As part of its ruling, the appeals court ordered that its ruling should not run for seven days, likely to give time for any appeal to be lodged.
The US argues that its investigations have found that behind various fronts, the Cayman Islands-flagged luxury yacht is actually owned by Russian oligarch Suleiman Karimov, a former Russian economist and politician.
Karimov made a fortune investing in Russian gold producer Polius, whose net worth was estimated by Forbes magazine at $16 billion. The United States first sanctioned him in 2018 after he was held in France and accused of money laundering there, sometimes arriving with suitcases full of 20 million euros.
The FBI linked the Amadea family to the Karimov family through their alleged use of code names while on the ship and the purchase of items such as a pizza oven and spa bed. The ship became the target of the KleptoCapture task force, which was launched in March to seize the assets of Russian oligarchs to pressure Russia to end the war.
The 106-meter (348-foot) vessel, the length of a football field, features a live lobster tank, a hand-painted piano, a swimming pool, and a large helipad.
Hanif, who represents Millemarin Investments, the paper’s owner, argues that the owner is another wealthy Russian who does not face penalties, Edward Khdianatov. He is the chairman and former CEO of Rosneft, Russia’s state-controlled oil and gas company.

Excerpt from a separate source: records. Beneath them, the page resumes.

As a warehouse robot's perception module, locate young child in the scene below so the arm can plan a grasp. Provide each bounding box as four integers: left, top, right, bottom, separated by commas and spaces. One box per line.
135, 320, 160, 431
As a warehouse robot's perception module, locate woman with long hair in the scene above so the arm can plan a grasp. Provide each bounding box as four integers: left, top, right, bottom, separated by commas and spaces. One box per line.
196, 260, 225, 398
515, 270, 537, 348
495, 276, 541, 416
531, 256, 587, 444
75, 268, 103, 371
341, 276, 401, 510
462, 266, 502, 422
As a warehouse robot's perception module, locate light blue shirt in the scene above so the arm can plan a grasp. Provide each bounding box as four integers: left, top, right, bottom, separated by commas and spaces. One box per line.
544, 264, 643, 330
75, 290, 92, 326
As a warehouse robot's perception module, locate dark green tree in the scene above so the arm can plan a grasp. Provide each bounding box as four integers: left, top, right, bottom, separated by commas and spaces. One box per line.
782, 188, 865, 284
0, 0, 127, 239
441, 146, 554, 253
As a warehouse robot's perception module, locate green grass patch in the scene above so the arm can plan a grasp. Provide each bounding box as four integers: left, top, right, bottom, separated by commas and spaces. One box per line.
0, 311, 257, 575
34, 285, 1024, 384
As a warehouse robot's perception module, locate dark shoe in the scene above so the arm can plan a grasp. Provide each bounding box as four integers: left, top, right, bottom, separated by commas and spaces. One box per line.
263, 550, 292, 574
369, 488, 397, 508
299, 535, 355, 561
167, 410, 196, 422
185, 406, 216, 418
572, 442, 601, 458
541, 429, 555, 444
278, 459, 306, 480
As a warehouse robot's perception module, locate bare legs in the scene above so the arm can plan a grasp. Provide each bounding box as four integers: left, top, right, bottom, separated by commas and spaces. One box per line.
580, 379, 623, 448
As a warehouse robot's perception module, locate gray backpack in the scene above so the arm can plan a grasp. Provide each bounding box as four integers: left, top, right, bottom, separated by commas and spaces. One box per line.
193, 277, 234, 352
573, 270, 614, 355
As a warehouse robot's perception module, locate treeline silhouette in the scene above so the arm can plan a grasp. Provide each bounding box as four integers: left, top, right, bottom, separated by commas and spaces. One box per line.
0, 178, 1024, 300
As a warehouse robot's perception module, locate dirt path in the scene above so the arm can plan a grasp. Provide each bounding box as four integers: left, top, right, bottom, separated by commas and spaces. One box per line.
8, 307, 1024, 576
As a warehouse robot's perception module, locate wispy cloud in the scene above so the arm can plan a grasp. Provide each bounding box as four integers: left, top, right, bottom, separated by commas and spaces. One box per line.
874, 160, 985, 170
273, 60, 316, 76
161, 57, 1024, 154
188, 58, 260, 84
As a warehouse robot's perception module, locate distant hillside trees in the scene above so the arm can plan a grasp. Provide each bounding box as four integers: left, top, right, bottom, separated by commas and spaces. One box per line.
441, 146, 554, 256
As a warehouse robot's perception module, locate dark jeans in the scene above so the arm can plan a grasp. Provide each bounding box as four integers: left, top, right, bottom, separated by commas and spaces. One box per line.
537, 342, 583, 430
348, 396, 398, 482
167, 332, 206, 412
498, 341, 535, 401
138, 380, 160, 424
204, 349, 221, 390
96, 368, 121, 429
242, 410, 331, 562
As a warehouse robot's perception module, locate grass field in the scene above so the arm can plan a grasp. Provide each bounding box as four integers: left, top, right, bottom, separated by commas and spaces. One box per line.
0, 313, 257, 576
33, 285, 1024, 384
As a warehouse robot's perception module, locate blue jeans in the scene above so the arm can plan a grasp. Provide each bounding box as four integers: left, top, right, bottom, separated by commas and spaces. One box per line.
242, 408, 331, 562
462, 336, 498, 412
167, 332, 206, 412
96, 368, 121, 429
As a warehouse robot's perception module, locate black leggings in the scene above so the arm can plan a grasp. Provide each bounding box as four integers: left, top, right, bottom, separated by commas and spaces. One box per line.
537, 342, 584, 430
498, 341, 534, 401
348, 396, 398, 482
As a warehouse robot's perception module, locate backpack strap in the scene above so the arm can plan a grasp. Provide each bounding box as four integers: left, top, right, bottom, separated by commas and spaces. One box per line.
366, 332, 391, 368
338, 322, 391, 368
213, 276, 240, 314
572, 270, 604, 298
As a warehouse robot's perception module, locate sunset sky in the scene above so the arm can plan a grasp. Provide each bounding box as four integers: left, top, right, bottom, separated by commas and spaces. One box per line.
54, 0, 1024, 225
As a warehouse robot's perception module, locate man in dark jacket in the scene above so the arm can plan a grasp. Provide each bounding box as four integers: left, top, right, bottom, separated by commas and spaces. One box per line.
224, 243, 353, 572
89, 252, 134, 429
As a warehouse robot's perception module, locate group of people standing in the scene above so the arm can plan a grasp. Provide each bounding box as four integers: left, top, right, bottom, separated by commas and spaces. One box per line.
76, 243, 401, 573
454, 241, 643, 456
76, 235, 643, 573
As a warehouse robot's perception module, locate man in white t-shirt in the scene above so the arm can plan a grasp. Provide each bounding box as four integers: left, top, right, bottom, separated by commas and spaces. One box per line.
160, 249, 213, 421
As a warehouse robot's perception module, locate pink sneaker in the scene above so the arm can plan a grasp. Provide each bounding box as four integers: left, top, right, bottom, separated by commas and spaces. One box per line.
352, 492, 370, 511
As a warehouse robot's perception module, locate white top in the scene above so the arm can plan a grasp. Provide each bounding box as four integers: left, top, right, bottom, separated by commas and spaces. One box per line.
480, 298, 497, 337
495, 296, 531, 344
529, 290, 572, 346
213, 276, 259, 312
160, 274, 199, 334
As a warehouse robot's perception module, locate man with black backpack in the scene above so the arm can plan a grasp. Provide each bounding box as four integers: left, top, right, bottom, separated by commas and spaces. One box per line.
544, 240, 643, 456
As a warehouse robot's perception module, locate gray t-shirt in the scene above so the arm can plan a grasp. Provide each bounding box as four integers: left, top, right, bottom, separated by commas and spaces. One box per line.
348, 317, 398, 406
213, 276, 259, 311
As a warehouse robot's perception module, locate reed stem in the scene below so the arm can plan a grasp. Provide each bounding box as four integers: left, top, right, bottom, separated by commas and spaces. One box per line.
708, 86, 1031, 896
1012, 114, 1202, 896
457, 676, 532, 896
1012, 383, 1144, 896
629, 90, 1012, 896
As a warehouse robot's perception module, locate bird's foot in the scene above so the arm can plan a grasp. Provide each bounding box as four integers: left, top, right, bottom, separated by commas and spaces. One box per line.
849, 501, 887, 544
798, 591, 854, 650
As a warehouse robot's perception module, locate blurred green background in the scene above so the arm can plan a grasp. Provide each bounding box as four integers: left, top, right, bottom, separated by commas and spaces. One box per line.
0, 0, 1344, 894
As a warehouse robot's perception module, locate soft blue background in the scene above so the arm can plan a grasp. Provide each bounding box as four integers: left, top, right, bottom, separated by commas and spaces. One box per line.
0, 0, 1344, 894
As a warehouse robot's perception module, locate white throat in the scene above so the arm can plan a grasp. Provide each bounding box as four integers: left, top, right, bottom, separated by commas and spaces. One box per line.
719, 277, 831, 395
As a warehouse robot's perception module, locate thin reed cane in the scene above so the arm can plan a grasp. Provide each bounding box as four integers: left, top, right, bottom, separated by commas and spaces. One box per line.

The US acknowledges that paperwork appears to show Khodinatov is the owner, but also says he is the paper owner of the second and larger superyacht, Scheherazade, which is linked to Russian President Vladimir Putin. The United States is wondering whether Khdianatov is really able to buy two giant yachts with a total value of more than a billion dollars.
“The fact that Khudianatov is considered the owner of two of the largest registered superyachts, both of which are related to sanctioned individuals, indicates that Khudinatov as a clean and unauthorized owner of straw is used to disguise the true beneficial owners,” the FBI wrote in an affidavit.
The United States alleges that Karimov secretly bought Amadea last year through shell companies. The FBI said a search warrant in Fiji revealed emails showing that Karimov’s children had been on the ship this year and that the crew had used code names – G0 for Karimov, G1 for his wife, G2 for his daughter and so on.
The FBI said crew members were discussing “the next G0 guest flight” noting that he wanted the fastest jet skis available — so they would need to buy new jet skis.
In his appeal, Hanif argues that the US case is based on hearsay and rumors spread by unidentified crew members, and there is no evidence that Khdyanatov could not afford an investment in two superyachts.
The yacht is still anchored in Lautoka Harbor in the heart of Fiji’s sugarcane region.